Stress relative to baseline from SMACOF after CMDS. With 10 runs for each instance, we find that random initialization results in significantly higher stress for SMACOF (left chart). The stress obtained from SGD differs by about \(\pm 1\%\) (rescaled on the right).

We therefore ran experiments comparing the reduction in stress when initializing at random or with classical MDS (CMDS). Classical MDS results in layouts that are essentially unique and represent large distances well. Moreover, it can be approximated at comparatively negligible cost using PivotMDS [3]. Two typical examples of the results are shown in Fig. 3, and for a better intuition, we also show some of the corresponding layouts in Fig. 2. While the result on all benchmark graphs confirm that SGD indeed yields much lower stress than majorization when initialized with a random layout, there is no noteworthy difference in the final stress when the initial layout takes care of the global arrangement. Notably, the result of SGD is largely independent of the initialization strategy.

Our experiments on a much larger set of benchmark graphs support these conclusions. The evaluations in Fig. 4 confirm quantitatively that majorization with random initialization is a poor baseline because it results in significantly higher stress compared to majorization after classical scaling. Whether SGD or the latter combination yield lower stress depends on the graph, but relative differences are small, anyway.

Self-initializing. The seeming indifference of SGD to the initial layout prompted a second suite of experiments.

We hypothesized that the initially large displacements in SGD are responsible for the overall quality of the final outcome. If this was the case, then the differences between SGD and SMACOF should disappear when we initialize SMACOF with a small number of SGD iterations.

Fig. 5.
figure 5

Stress reduction by SMACOF initialized with CMDS or a few iterations of SGD (left) and the relative deviation of the final stress from the baseline of SMACOF with CMDS (right) on example graphs 1138_bus and dwt_1005. The initial iterations of SGD start from a random initialization in the unit square, and each instance was run 10 times.

As illustrated in Fig. 5 this is indeed the case. Even a single step of SGD prevents majorization from sinking into a poor local minimum. After about seven iterations of SGD, majorization yields layouts that are even slightly better than those obtained from initialization with CMDS. We also note that in the next iterations, SMACOF reduces stress faster than SGD, but the number of iterations to the final layout is roughly the same for both.
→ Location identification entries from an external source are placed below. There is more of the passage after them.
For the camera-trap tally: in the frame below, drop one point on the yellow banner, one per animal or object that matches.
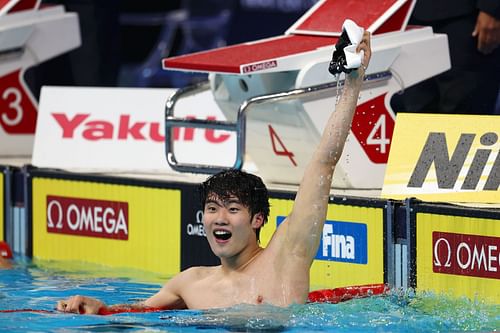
(361, 227)
(114, 225)
(2, 209)
(458, 256)
(453, 158)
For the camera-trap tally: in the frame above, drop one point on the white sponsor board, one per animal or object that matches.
(27, 38)
(122, 130)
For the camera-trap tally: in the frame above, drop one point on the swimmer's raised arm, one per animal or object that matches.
(305, 222)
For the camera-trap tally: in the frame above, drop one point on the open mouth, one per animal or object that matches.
(222, 235)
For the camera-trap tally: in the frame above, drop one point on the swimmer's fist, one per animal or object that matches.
(364, 45)
(80, 304)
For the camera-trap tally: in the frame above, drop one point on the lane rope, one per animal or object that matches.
(335, 295)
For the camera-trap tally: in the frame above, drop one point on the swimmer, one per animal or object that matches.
(235, 208)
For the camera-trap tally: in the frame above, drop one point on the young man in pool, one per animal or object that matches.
(235, 208)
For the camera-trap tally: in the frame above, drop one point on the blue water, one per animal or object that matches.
(39, 285)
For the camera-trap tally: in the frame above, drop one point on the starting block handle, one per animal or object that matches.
(171, 122)
(239, 127)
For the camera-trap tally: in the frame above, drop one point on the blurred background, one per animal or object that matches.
(123, 42)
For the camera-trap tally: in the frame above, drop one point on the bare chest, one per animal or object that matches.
(241, 288)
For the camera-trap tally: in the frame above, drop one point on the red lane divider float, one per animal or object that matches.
(335, 295)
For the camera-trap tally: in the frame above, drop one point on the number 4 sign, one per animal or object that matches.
(372, 126)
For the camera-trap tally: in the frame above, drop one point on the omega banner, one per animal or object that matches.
(351, 249)
(451, 158)
(123, 130)
(114, 224)
(458, 255)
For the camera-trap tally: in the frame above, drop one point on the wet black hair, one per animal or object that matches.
(249, 189)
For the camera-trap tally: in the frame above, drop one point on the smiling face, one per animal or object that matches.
(248, 189)
(230, 227)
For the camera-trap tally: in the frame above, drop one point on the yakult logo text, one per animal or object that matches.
(124, 128)
(86, 217)
(469, 255)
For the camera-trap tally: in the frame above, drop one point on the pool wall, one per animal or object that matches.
(157, 226)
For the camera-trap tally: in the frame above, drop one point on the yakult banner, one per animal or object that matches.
(458, 255)
(453, 158)
(122, 130)
(112, 222)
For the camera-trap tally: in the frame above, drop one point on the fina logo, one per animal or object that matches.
(343, 242)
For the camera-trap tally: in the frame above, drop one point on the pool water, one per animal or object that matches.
(39, 285)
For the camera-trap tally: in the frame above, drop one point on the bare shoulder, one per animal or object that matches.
(193, 274)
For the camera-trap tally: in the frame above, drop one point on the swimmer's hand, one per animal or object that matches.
(80, 304)
(365, 47)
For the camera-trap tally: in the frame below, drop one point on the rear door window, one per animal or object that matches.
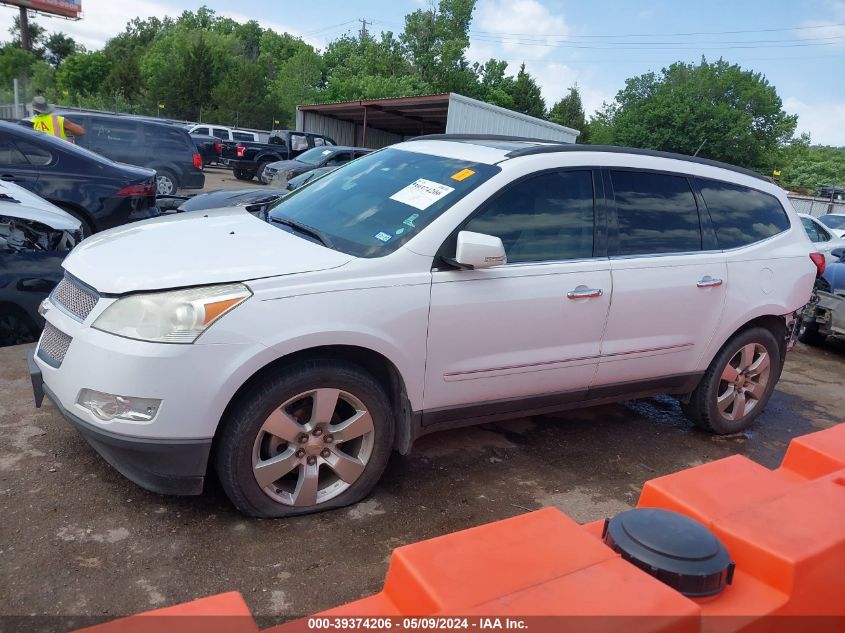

This number becomes smaller than for SMACOF initialized with CMDS, offsetting the higher cost of SGD iterations compared to PivotMDS.

We conclude that a, if not the, major advantage of the approach based on stochastic gradient descent is the reliable untangling of any initial layout during the first few iterations. No separate initialization strategy is required.

Well Designed. We performed a number of additional experiments that generally confirm the recommendations given for stochastic gradient descent [18], and indicate that little can be gained by straightforward attempts at improvement such as an initial focus on long distances or the integration of majorization steps.

4 Conclusions

We have presented computational experiments comparing two approaches for graph drawing by multidimensional scaling of shortest-path distances.

Contrary to claims by the authors, we do not find that stochastic gradient descent, which was recently proposed as an alternative to majorization, leads to better layouts [18]. We find no significant differences in stress, provided that majorization is initialized appropriately.

The true advantage of stochastic gradient descent appears to lie in its indifference to initialization. It is striking that this very simple and uniform algorithm yields results that are on par with the state of the art.

We did not compare running times in this short paper because both approaches largely perform the same operations in different order and speed-up techniques such as subsampling and spatial aggregation abound. Since many of these apply similarly to both approaches, we expect differences to be too subtle for any general claims. Since pairs in a maximal matching can be updated without interference, stochastic gradient descent appears to be more amenable to parallelization, though.